Hi Nelson,

Thanks for the explanation.
Before I went to bed (it was 2.00 am locally, after I sent my mail) I was
reading your recent posts and I guessed it had something to do with the
research you were doing. #ntpdc -c sysinfo has a length of 192 bytes. This
Snort rule must be very basic, because I think xntpd was not vulnerable to a
buffer overflow just by querying it, or was it?
It is not that important now, but I will not disable the rule, so I can see
who is querying my server ;) Maybe I can refine it to > 48.
I did not make use of the noquery option, but apparently you did. Shouldn't
you change that if you want information from other servers?

Greetings,
Jos van de Ven


> -----Oorspronkelijk bericht-----
> Van: Nelson Minar [mailto:[EMAIL PROTECTED]
> Verzonden: donderdag 18 oktober 2007 4:14
> Aan: J.A.C.M. (Jos) van de Ven
> CC: [email protected]
> Onderwerp: Re: packets triggering ntpdx overflow
> 
> Wow, that's quite some sleuthing!
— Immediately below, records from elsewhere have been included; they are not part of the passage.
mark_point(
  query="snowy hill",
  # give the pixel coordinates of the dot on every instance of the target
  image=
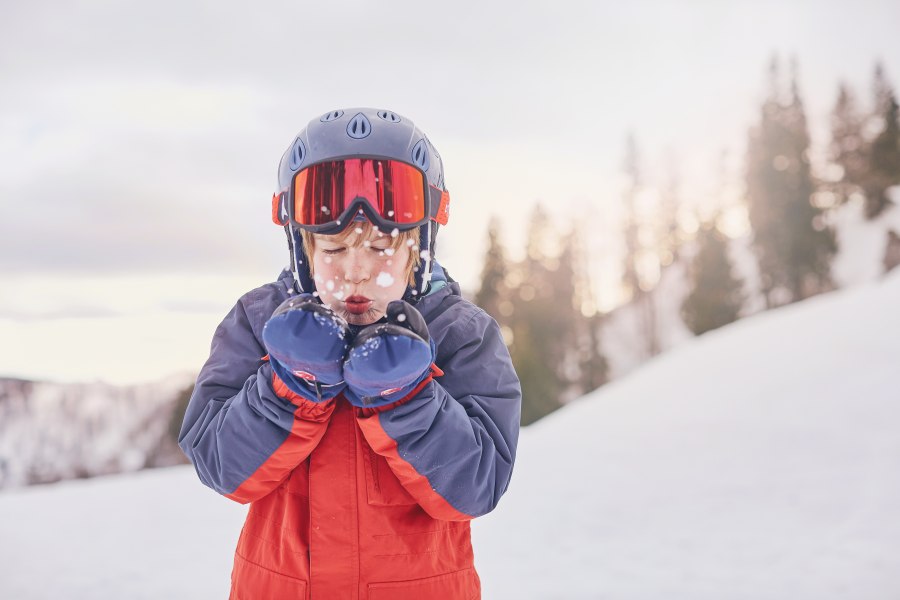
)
(862, 245)
(760, 461)
(51, 431)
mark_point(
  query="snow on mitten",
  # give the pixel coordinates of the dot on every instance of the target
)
(388, 360)
(307, 343)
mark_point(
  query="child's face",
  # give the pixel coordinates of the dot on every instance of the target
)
(359, 275)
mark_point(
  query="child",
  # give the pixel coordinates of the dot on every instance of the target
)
(364, 409)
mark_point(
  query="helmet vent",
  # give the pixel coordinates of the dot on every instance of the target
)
(335, 114)
(298, 153)
(420, 155)
(359, 127)
(388, 116)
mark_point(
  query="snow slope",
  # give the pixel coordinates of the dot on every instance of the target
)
(758, 461)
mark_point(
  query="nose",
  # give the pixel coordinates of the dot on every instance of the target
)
(356, 268)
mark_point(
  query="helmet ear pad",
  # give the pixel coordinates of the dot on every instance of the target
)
(300, 263)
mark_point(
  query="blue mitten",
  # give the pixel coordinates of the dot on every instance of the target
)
(388, 360)
(307, 344)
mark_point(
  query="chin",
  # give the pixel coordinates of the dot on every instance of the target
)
(366, 318)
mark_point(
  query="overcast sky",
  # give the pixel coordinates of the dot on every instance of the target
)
(139, 140)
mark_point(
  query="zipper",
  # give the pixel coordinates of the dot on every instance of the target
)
(373, 463)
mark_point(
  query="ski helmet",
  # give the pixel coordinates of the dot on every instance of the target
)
(362, 133)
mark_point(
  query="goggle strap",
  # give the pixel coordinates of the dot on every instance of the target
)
(443, 212)
(279, 210)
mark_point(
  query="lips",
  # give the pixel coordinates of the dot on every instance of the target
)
(358, 304)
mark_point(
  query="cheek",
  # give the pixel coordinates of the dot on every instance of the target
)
(391, 278)
(326, 270)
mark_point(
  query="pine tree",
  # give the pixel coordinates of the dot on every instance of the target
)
(537, 340)
(494, 291)
(848, 147)
(884, 153)
(641, 298)
(592, 365)
(716, 294)
(792, 243)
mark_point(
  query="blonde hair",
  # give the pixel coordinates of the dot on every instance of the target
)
(363, 229)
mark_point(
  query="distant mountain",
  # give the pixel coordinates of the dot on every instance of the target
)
(53, 431)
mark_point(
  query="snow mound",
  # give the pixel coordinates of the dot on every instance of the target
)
(758, 461)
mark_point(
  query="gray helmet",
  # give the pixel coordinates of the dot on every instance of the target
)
(362, 132)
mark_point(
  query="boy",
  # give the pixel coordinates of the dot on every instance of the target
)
(363, 408)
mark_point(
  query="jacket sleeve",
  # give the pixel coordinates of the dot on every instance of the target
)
(243, 430)
(452, 441)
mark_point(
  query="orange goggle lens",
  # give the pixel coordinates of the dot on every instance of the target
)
(394, 190)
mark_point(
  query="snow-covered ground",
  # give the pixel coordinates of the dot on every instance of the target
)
(760, 461)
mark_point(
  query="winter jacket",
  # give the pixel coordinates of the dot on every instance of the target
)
(357, 503)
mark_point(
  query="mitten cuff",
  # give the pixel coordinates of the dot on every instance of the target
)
(371, 408)
(312, 391)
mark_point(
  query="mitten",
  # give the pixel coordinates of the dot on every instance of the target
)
(307, 343)
(388, 360)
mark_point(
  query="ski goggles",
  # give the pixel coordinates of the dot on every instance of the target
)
(326, 196)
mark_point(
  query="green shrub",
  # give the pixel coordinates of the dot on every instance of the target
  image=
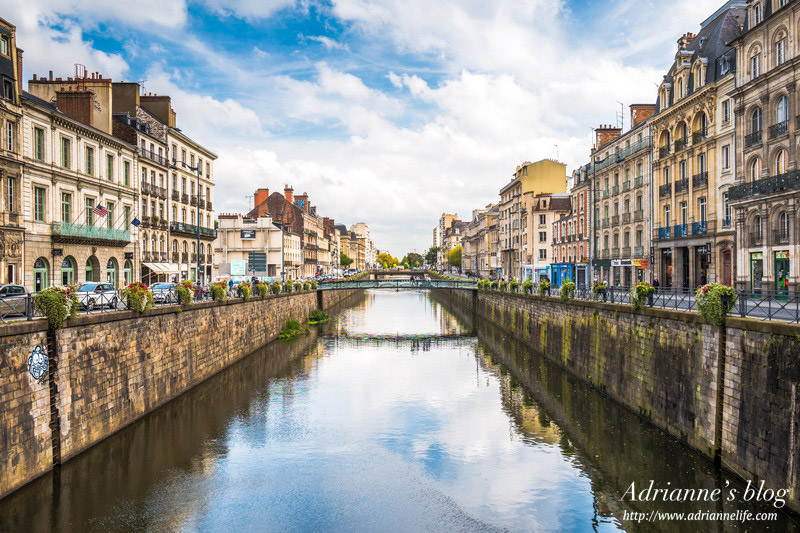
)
(246, 290)
(567, 291)
(291, 329)
(57, 304)
(219, 291)
(185, 292)
(138, 297)
(527, 286)
(639, 294)
(262, 289)
(318, 316)
(715, 301)
(543, 287)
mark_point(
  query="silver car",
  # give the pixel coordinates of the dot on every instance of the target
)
(164, 293)
(95, 294)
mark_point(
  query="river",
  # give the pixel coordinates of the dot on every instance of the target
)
(395, 416)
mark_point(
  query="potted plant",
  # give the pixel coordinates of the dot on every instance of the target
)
(715, 301)
(641, 294)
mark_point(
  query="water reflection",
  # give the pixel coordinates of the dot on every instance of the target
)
(396, 419)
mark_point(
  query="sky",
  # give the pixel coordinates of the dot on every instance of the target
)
(386, 112)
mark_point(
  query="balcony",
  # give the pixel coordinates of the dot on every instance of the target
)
(774, 184)
(680, 230)
(780, 236)
(699, 228)
(779, 129)
(65, 231)
(700, 180)
(752, 139)
(191, 229)
(699, 136)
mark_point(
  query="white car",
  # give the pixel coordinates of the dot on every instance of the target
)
(95, 294)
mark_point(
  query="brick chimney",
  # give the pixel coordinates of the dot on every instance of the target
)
(605, 134)
(76, 104)
(260, 197)
(641, 112)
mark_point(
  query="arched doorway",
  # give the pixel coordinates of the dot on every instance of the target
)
(92, 269)
(68, 270)
(41, 274)
(128, 272)
(111, 272)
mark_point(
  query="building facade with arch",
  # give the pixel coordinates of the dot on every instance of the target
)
(766, 194)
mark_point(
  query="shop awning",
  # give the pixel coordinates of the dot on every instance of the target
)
(163, 268)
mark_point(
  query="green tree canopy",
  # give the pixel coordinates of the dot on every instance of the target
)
(454, 257)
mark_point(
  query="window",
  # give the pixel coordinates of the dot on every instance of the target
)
(110, 216)
(90, 160)
(755, 121)
(10, 128)
(39, 204)
(38, 144)
(109, 167)
(90, 211)
(780, 162)
(755, 66)
(66, 207)
(782, 110)
(780, 52)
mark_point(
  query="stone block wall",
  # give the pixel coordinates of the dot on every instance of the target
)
(113, 368)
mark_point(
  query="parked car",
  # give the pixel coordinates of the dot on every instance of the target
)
(13, 300)
(94, 294)
(164, 293)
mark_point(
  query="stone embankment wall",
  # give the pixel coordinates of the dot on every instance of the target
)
(730, 393)
(110, 369)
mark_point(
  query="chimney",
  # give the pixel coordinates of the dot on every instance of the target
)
(260, 197)
(605, 134)
(641, 112)
(76, 104)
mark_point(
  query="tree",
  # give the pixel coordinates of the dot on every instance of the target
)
(454, 257)
(414, 259)
(430, 257)
(386, 260)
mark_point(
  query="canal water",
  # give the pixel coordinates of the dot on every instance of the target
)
(396, 416)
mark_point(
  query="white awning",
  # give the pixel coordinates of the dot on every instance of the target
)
(163, 268)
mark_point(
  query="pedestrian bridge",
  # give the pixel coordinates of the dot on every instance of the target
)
(397, 284)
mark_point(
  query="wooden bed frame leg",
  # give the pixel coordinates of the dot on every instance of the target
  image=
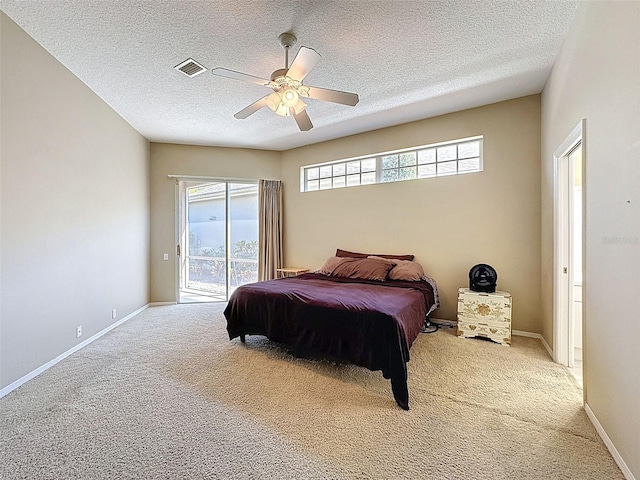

Sorry for causing the confusion.
> 
> I'm not asking you for the time, I'm running regular ntpdc sysinfo
> requests to all servers in the NTP pool. About one request per hour
> from
> my own NTP server host at 72.36.170.170. I've never looked at a sysinfo
> request packet, but presumably it's longer than the usual NTP request /
> response packets. I imagine snort is remembering an old security breach
> that was found in ntpd a few years ago.
> 
> Why am I doing all these sysinfos? Getting a few weeks data to see if
> there's anything interesting to learn from monitoring pool servers'
> dispersion, distance to root, etc. So far the data seems pretty random,
> but I haven't done much analysis yet. About half the hosts I'm making
> requests to answer them.
> 
> Again, my apologies for the confusion. There is a whois record for my
> IP
> but I'm glad you didn't find it, because it would have pointed you to
> the abuse address for my hosting services provider :-) This all reminds
> me of the alarm bells I set off in my 1999 survey. I'm not following my
> own advice about creating PTR records partly because this was a quick
> hack and partly because I don't have any control over them anyway.